The future is far from bright for the next generation of pensioners, with new research revealing that almost half of over-55s are struggling to clear their debts before they retire.
On average over-55s owe £4,400 each, according to figures from the Debt Advisory Centre. Those debts are held on credit cards, unsecured loans, mortgages and hire purchase agreements. Around 13% of people owe more than £10,000.
These large debts could mean that thousands of older people have to continue working past their retirement age. Of those surveyed 7% admitted that they were planning to delay their retirement while they dealt with their debts.
The research has also revealed a shocking lack of financial planning among the older generation, with 25% saying they have no idea how they are going to pay off their debts.
"It's very worrying to see such a high number of people approaching retirement with substantial debts to clear," said Melanie Taylor, spokesperson for Debt Advisory Centre. "It's also concerning to see the lack of planning that some are doing to ensure these debts are paid."
Anxious and annoyed
Look at one of those statistics from the other side and the picture becomes even bleaker – only 7% are planning to continue working to pay off their debts. This means the vast majority are planning to retire while still owing money. Back in January, Prudential reported that one in five people planning to retire this year will do so in the red, with an average debt of an incredible £21,800.
The survey found that a quarter of over-55s are anxious about approaching retirement with debts and were unsure how they were going to manage. More than a quarter said they felt annoyed that their retirement would be affected by debt.
Entering into retirement with debt is very worrying, especially if you have no idea how you are going to meet your financial obligations.

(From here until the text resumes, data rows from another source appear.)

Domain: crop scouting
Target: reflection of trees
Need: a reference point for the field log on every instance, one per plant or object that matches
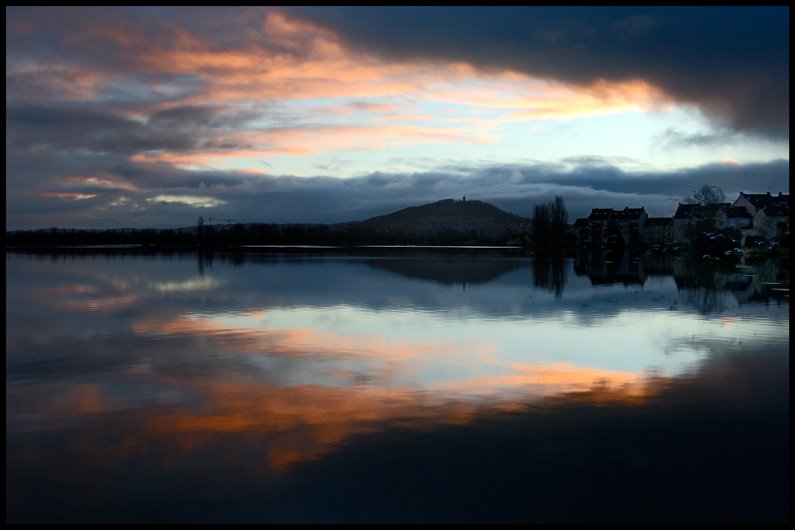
(550, 273)
(611, 265)
(449, 269)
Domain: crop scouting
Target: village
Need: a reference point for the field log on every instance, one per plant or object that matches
(753, 220)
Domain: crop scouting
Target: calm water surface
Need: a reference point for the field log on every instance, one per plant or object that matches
(394, 386)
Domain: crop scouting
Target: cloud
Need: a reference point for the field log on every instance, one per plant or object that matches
(731, 62)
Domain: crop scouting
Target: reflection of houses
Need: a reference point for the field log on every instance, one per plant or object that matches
(607, 268)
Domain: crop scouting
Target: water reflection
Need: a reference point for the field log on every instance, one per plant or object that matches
(142, 375)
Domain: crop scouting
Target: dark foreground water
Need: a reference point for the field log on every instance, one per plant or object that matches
(394, 385)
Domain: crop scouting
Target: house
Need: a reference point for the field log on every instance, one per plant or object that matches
(753, 202)
(599, 226)
(685, 219)
(770, 213)
(733, 217)
(580, 230)
(689, 217)
(772, 222)
(630, 223)
(658, 230)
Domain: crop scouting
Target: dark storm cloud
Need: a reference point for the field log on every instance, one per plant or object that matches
(733, 62)
(323, 199)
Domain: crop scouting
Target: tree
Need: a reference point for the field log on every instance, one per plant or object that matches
(706, 194)
(550, 223)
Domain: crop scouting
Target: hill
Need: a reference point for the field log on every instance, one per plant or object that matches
(443, 222)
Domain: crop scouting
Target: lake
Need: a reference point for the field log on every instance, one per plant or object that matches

"Most people see their incomes drop once they move from a regular wage to a pension, which usually means they have to change their lifestyle. Trying to make debt repayments with a reduced income means that some pensioners will have to sacrifice more than is comfortable in order to cover priority bills such as housing costs, utilities and food," said Taylor.
If you are approaching retirement with debt and aren't sure what to do about it, there are plenty of places you can get some free help. Read Where to get free debt advice.
Also be sure to check out our guide What to do if you are retired and still in debt.
Pension experts at Mercer have identified the countries with the best pension systems. At number 10 is Singapore.
The system is based on the Central Provident Fund, which covers everyone in a job. Some of the cash can be withdrawn during your working life, and a prescribed minimum drawn down at retirement as an income.
Overall, Singapore scored 65.9 out of 100. It fared well on sustainability measures, and integrity, but relatively low incomes in retirement dragged its combined score down.
The UK scored 67.6 out of 100. The system was ruled to have great integrity, and good incomes in retirement. The overall scores were also up from the year earlier, as auto-enrolment was rolled out further, bringing more people into workplace schemes.
The researchers, however, were worried about how sustainable the system would be in the future. They called for an increase in minimum pensions, and added that more people ought to be encouraged into workplace schemes and persuaded to contribute more to their pension. They also wanted to see more people saving privately for their pension, and working later in life.
In Chile the state offers means-tested assistance, a mandatory centralised pension for employees to contribute to, and there are voluntary employer schemes.
Chile score 68.2 out of 100. Its highest score was for integrity, with another good mark for sustainability. Relatively low incomes in retirement let it down, and the researchers said the biggest improvements would come from raising the contribution levels.
Canada has a universal flat-rate pension - with a means-tested supplement. There’s an earnings-related pension based on lifetime earnings, plus voluntary workplace and private schemes.
It scored 69.1 out of 100. Its best score was for incomes in retirement, while it also performed well for integrity. Its only relative weak point was how sustainable it might be for the future - particularly because older people don't tend to stay in work.
Sweden has an earnings-related system with notional accounts - although this system was introduced in 1999 so it’s still in transition from a pay-as-you go system to a funded one. There’s also a means-tested top up.
Sweden was given 73.4 out of 100. It scored excellently for integrity, and well for sustainability. The overall score was brought down by incomes in retirement, and the researchers called for more workplace and private pensions.
Switzerland has an earnings-related public pension, a mandatory occupational system and voluntary private pensions.
It scored 73.9 out of 100. It fared well for integrity and reasonably well for incomes in retirement. The researchers just questioned its sustainability.
Finland has a means-tested basic state pension and a range of statutory earnings-related schemes. It scored 74.3 out of 100.
It had high integrity scores, with a less positive result for incomes in retirement, and a surprisingly low score for sustainability. The researchers called for higher minimum pensions, higher mandatory contributions and encouraging people to work longer to improve sustainability.
The Netherlands has a flat-rate public pension and quasi-mandatory earnings-related occupational schemes - which are industry-wide defined benefit schemes based on lifetime average earnings.
The system scored 79.2 out of 100. All its scores were high - particularly for the integrity of the system.
The system in Australia consists of a government scheme, a mandatory employer contribution into a pension, and additional voluntary contributions from individuals.
It benefits from the fact that all workers have been automatically enrolled in their company pension schemes for some time, so participation rates are high. The minimum contributions have also been raised recently, which means workers are building reasonable retirement incomes. It had an overall score of 79.9 out of 100, with the only question mark being over sustainability.
Denmark’s system includes a basic state pension, means-tested state top-ups, a fully funded defined contribution scheme and mandatory occupational schemes.
The researchers said it was "A first class and robust retirement income system". It scored 82.4 out of 100, with high marks across the board.